Latent Semantic Indexing

Forum Moderators: open

Message Too Old, No Replies

Latent Semantic Indexing

marin

12:16 am on Jan 11, 2004 (gmt 0)

Please do not kill me because I remember you the semantic approach, but I definitely believe we must consider the LATENT SEMANTIC INDEXING [webmasterwoman.com]
theory; this put together things like semantic and stemming, and explains way our singular keywords are not affected

Note: the original url is no longer online, but I've
edited the link to point it to a reprint of the original

[edited by: tedster at 7:11 am (utc) on May 10, 2007]

glengara

10:03 pm on Feb 11, 2004 (gmt 0)

Must say I find the possibility of using Semantics to grasp the meaning of a page a hugely exciting area.
IMO we're looking at the basis of the future on-page relevance ranking method here, and largely immune to our traditional on-page "optimization" ;-)

skippy

10:20 pm on Feb 11, 2004 (gmt 0)

Ok, this makes sense. It would explain why portals and directories are ranking so high. Also one of the keywords I follow is a term mostly restricted to the United States with light usage in the UK.

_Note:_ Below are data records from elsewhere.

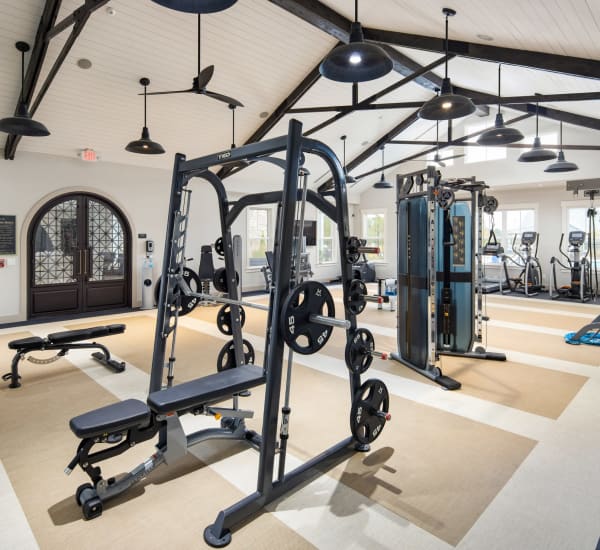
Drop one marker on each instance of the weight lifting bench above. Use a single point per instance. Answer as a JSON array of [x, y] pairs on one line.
[[124, 424], [63, 342]]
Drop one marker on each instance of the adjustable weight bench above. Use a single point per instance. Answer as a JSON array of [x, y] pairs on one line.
[[63, 342], [124, 424]]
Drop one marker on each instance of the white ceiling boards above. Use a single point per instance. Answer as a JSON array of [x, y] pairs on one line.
[[263, 51]]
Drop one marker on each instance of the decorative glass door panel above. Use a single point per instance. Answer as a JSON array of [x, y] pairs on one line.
[[79, 257]]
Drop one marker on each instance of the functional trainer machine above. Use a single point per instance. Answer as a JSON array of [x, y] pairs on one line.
[[529, 281], [63, 342], [580, 270], [439, 312], [299, 315]]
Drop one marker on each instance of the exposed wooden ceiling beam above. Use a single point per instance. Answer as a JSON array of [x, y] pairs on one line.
[[46, 31], [565, 64], [441, 145], [461, 143], [374, 147]]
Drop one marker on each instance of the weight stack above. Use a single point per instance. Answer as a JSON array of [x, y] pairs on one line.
[[147, 284]]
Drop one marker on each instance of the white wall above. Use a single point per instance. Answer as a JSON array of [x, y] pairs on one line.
[[141, 193]]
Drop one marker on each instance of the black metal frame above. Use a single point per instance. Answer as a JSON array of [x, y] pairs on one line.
[[336, 207], [405, 190]]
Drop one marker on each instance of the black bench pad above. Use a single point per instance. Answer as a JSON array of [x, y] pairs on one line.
[[27, 344], [112, 418], [204, 390]]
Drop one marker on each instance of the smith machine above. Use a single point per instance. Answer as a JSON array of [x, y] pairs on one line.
[[440, 310], [300, 315]]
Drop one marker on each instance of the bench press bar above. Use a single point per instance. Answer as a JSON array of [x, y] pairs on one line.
[[314, 318]]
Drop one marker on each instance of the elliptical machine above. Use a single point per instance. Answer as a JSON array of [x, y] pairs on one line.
[[579, 267], [529, 281]]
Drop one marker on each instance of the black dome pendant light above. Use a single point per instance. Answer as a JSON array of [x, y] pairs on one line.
[[382, 183], [447, 105], [500, 134], [144, 145], [197, 6], [561, 165], [537, 153], [22, 124], [357, 61], [349, 178]]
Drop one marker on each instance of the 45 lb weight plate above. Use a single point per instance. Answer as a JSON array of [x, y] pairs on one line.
[[369, 411]]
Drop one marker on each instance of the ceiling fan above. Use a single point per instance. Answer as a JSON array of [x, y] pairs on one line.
[[201, 81]]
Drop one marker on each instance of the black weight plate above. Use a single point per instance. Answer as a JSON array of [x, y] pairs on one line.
[[358, 351], [355, 300], [298, 331], [188, 303], [368, 412], [224, 321], [219, 248], [220, 280], [226, 357]]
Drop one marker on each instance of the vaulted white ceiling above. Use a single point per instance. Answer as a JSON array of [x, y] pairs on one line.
[[261, 53]]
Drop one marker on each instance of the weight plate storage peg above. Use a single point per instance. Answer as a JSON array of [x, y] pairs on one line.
[[299, 332], [226, 357], [188, 303], [225, 322], [355, 300], [359, 351], [369, 411], [219, 247], [352, 246]]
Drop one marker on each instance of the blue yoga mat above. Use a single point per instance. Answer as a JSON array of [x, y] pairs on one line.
[[592, 338]]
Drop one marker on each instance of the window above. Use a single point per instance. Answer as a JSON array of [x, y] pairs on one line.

However a synonym is heavy used in the UK and lightly used in the US. Right now the SERPS are flooded with UK results. So the question is are some synonyms more powerful then others?

Hissingsid

10:20 pm on Feb 11, 2004 (gmt 0)

If the keyphrase is weeded out of the analysis on the grounds that all pages in the set contain it, then no weight can be given to having keyphrase in the title.

I'm actually suggesting that CIRCA is an extension of what is described in the LSI paper in that it may exclude the actual term searched for, if that term is one which Google has earmarked for special consideration.

Pages that are an authority on the broad topic would then be given a boost because they are then only judged on words that are a close semantic match.

I'm sure that its not this simple and some of this may well be very wide of the mark but if we assume that it is right there is a clear way forward. If we are wrong then it will not harm you to broaden your language using a well researched controlled vocabulary of words that are close semantic matches for the term you are aiming for. Its a win win situation.

Best wishes

Sid

PS I think that we owe Marin a big vote of thanks here I know that he started this thread after considerable research and a wish to share his findings with us all.

PPS The thing that makes me think that the term is thrown out is two fold. 1. It makes logical sense since we can assume that every page found using the old algo either has the term somewhere in the text or in links pointing to the page. (perhaps when they have this working right it will stop Google Bombing as a result). 2. The +www or +a search that brings sites that used to be #1 back to the top!

Hissingsid

10:26 pm on Feb 11, 2004 (gmt 0)

[quote]However a synonym is heavy used in the UK and lightly used in the US. Right now the SERPS are flooded with UK results. So the question is are some synonyms more powerful then others?[/quote]

Semantics isn't just about synonyms its about a lot more than that. Google (Applied Semantics) has a thing called an ontology. This is a kind of sophisticated computer based dictionary that describes the weight of links between words. Not just synonyms but other words too. I'm sorry if I mislead you with the synonym search thing. I do think that this is an important tool but there are other ways of finding what google thinks are closely realted words. Just look at the top three sites in your SERPs with a very critical semantic eye. Work through the discard process in the LSI paper.

Best wishes

Sid

I'm off to op-en a bottle of wine.

valeyard

10:32 pm on Feb 11, 2004 (gmt 0)

Sid,

I'm sure that its not this simple and some of this may well be very wide of the mark but if we assume that it is right there is a clear way forward. If we are wrong then it will not harm you to broaden your language using a well researched controlled vocabulary of words that are close semantic matches for the term you are aiming for. Its a win win situation.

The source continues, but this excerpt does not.